This is a list of characters from Shiloh by Phyllis Reynolds Naylor published in 1991.

Characters

 Shiloh - a shy brown and cute white Beagle who escapes from his rude former owner Judd Travers and the main protagonist of the books and films. 
 Martin "Marty" Preston - an 11-year-old boy who finds Shiloh and wants to keep him. He is a son of Ray and Lou Preston and the older brother of Dara Lynn and Becky Preston. By "A Shiloh Christmas" Marty is twelve.
 Judd Travers - the drinks rude man who owns Shiloh until the end of the book. He is cruel to his dogs, but Judd's father began physically abusing Judd when he was four years old. In the end, Judd warms to Marty, relents, and lets him keep Shiloh.
 Raymond "Ray" Preston - Marty, Dara Lynn, and Becky's strict father, a mail carrier. 
 Louanne "Lou" Preston - Marty, Dara Lynn, and Becky's sympathetic mother who does odd jobs from home.
 Dara Lynn Preston - Marty and Becky's 7-year-old sister. Marty and Dara Lynn don't get along, but deep down they love each other. Dara Lynn wants a cat, but her family can't afford to have one. At the end of "Saving Shiloh", Marty buys Dara Lynn a cat for her birthday. By "A Shiloh Christmas" Dara Lynn is eight years old. 
 Rebecca "Becky" Preston - Marty and Dara Lynn's 3-year-old sister.
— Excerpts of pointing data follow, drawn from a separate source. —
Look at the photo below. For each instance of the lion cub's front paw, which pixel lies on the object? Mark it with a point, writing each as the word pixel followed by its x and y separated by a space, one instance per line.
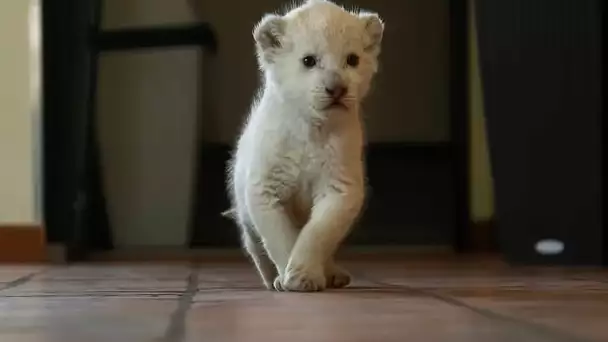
pixel 337 277
pixel 302 279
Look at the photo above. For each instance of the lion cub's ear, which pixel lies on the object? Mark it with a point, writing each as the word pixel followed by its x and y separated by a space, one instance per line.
pixel 374 27
pixel 268 35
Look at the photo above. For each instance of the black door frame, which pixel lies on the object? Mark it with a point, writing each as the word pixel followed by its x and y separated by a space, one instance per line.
pixel 74 202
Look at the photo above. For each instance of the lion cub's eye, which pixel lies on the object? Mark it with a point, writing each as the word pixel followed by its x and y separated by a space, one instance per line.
pixel 352 60
pixel 309 61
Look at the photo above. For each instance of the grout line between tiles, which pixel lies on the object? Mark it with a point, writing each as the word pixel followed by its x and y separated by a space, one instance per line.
pixel 176 331
pixel 19 281
pixel 530 327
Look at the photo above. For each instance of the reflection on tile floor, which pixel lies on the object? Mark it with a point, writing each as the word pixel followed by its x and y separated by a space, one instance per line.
pixel 392 299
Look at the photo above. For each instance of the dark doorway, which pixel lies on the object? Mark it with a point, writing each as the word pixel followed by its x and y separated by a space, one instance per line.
pixel 425 203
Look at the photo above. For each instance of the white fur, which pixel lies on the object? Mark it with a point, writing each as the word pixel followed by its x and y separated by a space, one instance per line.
pixel 297 176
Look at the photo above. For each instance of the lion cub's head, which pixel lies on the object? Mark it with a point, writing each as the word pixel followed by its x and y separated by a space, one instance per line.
pixel 320 55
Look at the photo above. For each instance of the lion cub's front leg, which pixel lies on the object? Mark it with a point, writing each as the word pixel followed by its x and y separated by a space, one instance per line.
pixel 308 268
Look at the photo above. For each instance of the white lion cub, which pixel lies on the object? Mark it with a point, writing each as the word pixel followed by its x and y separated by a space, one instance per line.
pixel 297 175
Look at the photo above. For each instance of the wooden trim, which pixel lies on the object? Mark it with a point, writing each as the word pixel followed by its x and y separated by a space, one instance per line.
pixel 22 243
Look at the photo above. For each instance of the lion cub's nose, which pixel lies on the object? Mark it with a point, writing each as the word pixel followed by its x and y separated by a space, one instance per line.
pixel 336 92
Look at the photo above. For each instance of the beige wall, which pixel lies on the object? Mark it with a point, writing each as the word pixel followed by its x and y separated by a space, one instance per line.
pixel 19 115
pixel 148 110
pixel 482 190
pixel 149 104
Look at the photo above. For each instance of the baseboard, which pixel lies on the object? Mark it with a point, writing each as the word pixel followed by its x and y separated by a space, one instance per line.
pixel 22 244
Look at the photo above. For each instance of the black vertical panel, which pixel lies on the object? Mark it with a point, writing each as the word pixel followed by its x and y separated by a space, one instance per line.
pixel 74 206
pixel 541 70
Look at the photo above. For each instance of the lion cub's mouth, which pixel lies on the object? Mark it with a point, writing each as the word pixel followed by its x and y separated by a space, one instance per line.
pixel 336 105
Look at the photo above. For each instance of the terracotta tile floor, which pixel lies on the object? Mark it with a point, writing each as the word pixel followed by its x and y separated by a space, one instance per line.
pixel 393 299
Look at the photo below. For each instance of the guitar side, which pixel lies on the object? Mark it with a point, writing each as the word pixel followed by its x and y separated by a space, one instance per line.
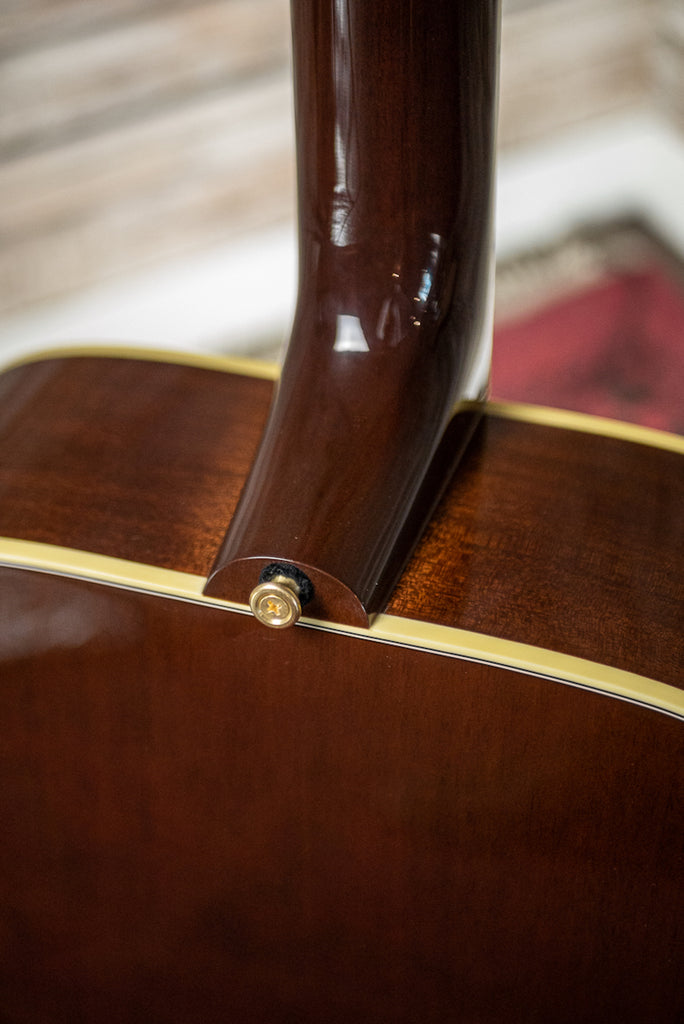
pixel 425 820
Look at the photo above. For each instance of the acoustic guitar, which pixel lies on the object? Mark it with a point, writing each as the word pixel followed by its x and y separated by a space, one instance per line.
pixel 405 742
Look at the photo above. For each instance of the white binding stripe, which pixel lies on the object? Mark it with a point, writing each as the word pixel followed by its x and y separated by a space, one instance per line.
pixel 542 415
pixel 442 640
pixel 585 423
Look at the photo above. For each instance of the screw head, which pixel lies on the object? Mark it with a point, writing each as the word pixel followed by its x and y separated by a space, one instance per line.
pixel 275 603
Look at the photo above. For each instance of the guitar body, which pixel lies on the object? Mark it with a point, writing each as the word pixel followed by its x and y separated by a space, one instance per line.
pixel 470 812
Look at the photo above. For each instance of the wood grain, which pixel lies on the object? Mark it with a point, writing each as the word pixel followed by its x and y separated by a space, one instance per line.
pixel 391 327
pixel 205 821
pixel 546 536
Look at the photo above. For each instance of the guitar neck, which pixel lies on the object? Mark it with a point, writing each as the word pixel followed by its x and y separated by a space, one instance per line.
pixel 395 113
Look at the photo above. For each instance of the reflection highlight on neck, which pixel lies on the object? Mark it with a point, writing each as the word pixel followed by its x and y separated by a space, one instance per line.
pixel 346 142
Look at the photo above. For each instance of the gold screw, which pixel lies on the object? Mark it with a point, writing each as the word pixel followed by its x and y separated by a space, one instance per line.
pixel 276 603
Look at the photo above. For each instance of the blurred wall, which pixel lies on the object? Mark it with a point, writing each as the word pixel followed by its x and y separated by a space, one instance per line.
pixel 132 131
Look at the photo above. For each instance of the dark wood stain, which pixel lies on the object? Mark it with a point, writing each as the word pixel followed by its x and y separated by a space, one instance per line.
pixel 206 821
pixel 554 538
pixel 394 196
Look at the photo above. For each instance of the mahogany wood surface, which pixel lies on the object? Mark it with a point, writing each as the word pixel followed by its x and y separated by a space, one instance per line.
pixel 395 111
pixel 204 820
pixel 543 537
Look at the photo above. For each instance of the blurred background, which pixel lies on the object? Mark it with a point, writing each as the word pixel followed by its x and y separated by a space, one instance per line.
pixel 146 175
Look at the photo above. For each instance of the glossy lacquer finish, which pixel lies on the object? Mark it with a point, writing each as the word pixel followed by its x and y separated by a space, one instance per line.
pixel 395 110
pixel 204 821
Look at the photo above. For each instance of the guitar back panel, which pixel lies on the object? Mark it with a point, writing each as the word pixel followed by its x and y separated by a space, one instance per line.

By "A Shiloh Christmas" Becky is four years old. 
 David Howard - Marty's best friend.
 Dr. Taylor Murphy - a doctor who heals Shiloh.
 Mrs. Howard - David's mom
 Tangerine - Dara Lynn's cat. Marty buys Tangerine at the end of "Saving Shiloh" and gives Tangerine to Dara Lynn for her birthday.
 Mr. Wallace - a man who owns a store down in the town. In the film, Mr. Wallace's name is Doc Wallace and he and his wife take care of their granddaughter Sam Wallace after her parents die in an accident. 
 Dr. Collins - a veterinarian/a doctor for animals that Marty works for.
 Mrs. Baker's German Shepherd Dog – a large dog that attacked Shiloh.
 Judith Dawes - the pastor's wife
 Rachel Dawes - one of the two daughters Pastor Dawes has, Marty's classmate.